The Sensational Guitar Sound Of Marco Di Maggio - Vol.1

Di Maggio è senza dubbio tra i migliori chitarristi rockabilly in giro. Non ha la fama che si merita, o almeno non tra il grande pubblico, ma chi ama il Rock’n’Roll delle origini non può non apprezzarlo. Dita velocissime e ritmo che ti impedisce di stare fermo: basterebbe questo per farti subito amare un genere sempre sottovalutato. Ma va bene così, è anche bello sapere che la musica buona ogni tanto bisogna faticare per trovarla.

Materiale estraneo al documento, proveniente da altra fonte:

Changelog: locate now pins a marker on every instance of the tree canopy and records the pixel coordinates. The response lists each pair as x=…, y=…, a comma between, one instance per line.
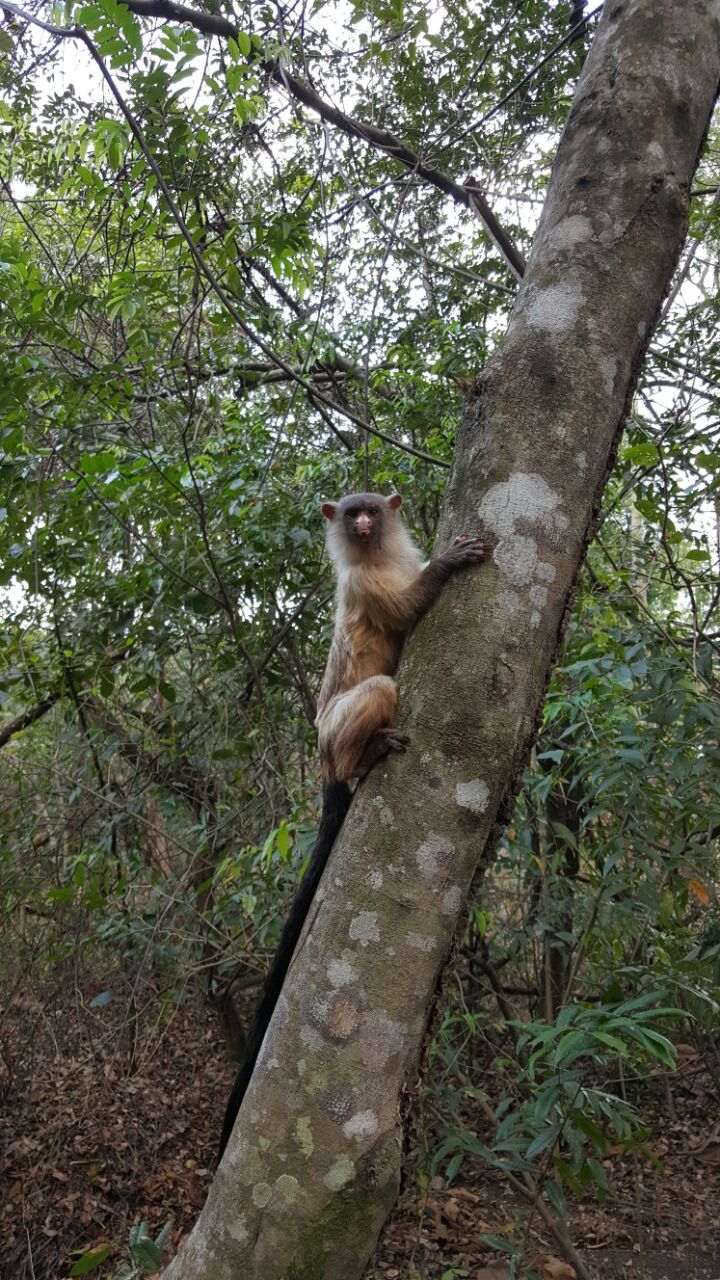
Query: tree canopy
x=251, y=257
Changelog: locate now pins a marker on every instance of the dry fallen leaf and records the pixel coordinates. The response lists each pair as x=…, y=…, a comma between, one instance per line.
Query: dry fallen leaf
x=554, y=1269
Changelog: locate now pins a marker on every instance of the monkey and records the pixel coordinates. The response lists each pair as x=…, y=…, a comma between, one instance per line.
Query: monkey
x=382, y=590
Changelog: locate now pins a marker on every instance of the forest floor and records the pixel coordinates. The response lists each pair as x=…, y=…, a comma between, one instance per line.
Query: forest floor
x=98, y=1133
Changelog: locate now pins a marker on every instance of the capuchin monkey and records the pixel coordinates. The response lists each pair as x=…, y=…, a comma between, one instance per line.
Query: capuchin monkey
x=382, y=589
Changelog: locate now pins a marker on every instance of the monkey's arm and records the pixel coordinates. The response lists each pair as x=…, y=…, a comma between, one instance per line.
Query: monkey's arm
x=429, y=583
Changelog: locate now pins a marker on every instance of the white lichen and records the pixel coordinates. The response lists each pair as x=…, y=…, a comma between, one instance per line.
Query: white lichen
x=429, y=851
x=451, y=900
x=340, y=1174
x=341, y=973
x=555, y=309
x=420, y=942
x=304, y=1136
x=364, y=928
x=473, y=795
x=363, y=1124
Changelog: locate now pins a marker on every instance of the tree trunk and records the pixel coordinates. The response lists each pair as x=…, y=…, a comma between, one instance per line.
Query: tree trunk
x=313, y=1168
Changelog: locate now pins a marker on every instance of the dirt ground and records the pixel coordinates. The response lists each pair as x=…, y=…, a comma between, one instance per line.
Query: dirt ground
x=100, y=1130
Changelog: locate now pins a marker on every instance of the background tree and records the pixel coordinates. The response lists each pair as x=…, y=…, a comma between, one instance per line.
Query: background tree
x=169, y=417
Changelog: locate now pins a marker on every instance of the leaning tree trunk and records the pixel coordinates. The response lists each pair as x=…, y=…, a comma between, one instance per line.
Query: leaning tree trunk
x=313, y=1168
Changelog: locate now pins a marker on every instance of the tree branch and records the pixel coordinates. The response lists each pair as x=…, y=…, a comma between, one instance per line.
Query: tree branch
x=213, y=24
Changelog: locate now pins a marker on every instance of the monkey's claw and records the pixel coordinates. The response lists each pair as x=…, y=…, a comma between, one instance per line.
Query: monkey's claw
x=469, y=548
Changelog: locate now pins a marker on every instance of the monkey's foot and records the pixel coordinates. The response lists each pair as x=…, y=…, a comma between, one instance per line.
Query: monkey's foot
x=392, y=739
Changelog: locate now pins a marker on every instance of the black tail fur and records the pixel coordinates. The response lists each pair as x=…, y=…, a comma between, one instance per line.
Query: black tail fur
x=336, y=803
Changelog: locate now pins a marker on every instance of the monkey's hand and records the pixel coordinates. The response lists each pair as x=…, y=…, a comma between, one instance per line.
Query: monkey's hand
x=465, y=551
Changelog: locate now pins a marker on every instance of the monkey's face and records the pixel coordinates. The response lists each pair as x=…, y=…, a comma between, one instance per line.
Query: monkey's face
x=359, y=519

Dicevo, ho ascoltato 3 pezzi dell’ultimo album di Marco Di Maggio: San Antonio Rose, Egno e Tiger Rag. Un disco doppio, dove il 75% dei pezzi sono solo strumentali. Non sono un grande esperto di rockabilly, sia chiaro, ascoltarlo mi piace, mi diverte, ma preferisco i progetti di gruppo di Di Maggio, Di Maggio Connection über alles, ma anche i Di Maggio Bros. non sono affatto male. Ho avuto modo di sentirlo un paio di volte con la Di Maggio Connection, la prima quando li abbiamo chiamati a suonare ad un festival musicale (miseramente naufragato dopo una sola edizione, sigh) del mio paese, la seconda al Vinile di Bassano (qui il racconto di quella serata).
Me ne rendo conto, ho scritto “Di Maggio” troppe volte nelle ultime frasi, ma provateci voi a scrivere un post su uno che si chiama così e che come se non bastasse chiama tutti i suoi gruppi con ‘sto nome! Fatica eh!

Marco Di Maggio

Va beh, The Sensational Guitar Sound of Marco Di Maggio – Vol.sembra abbia dentro un po’ di tutto: rockabilly, fingerpicking, blues, country, surf etc etc..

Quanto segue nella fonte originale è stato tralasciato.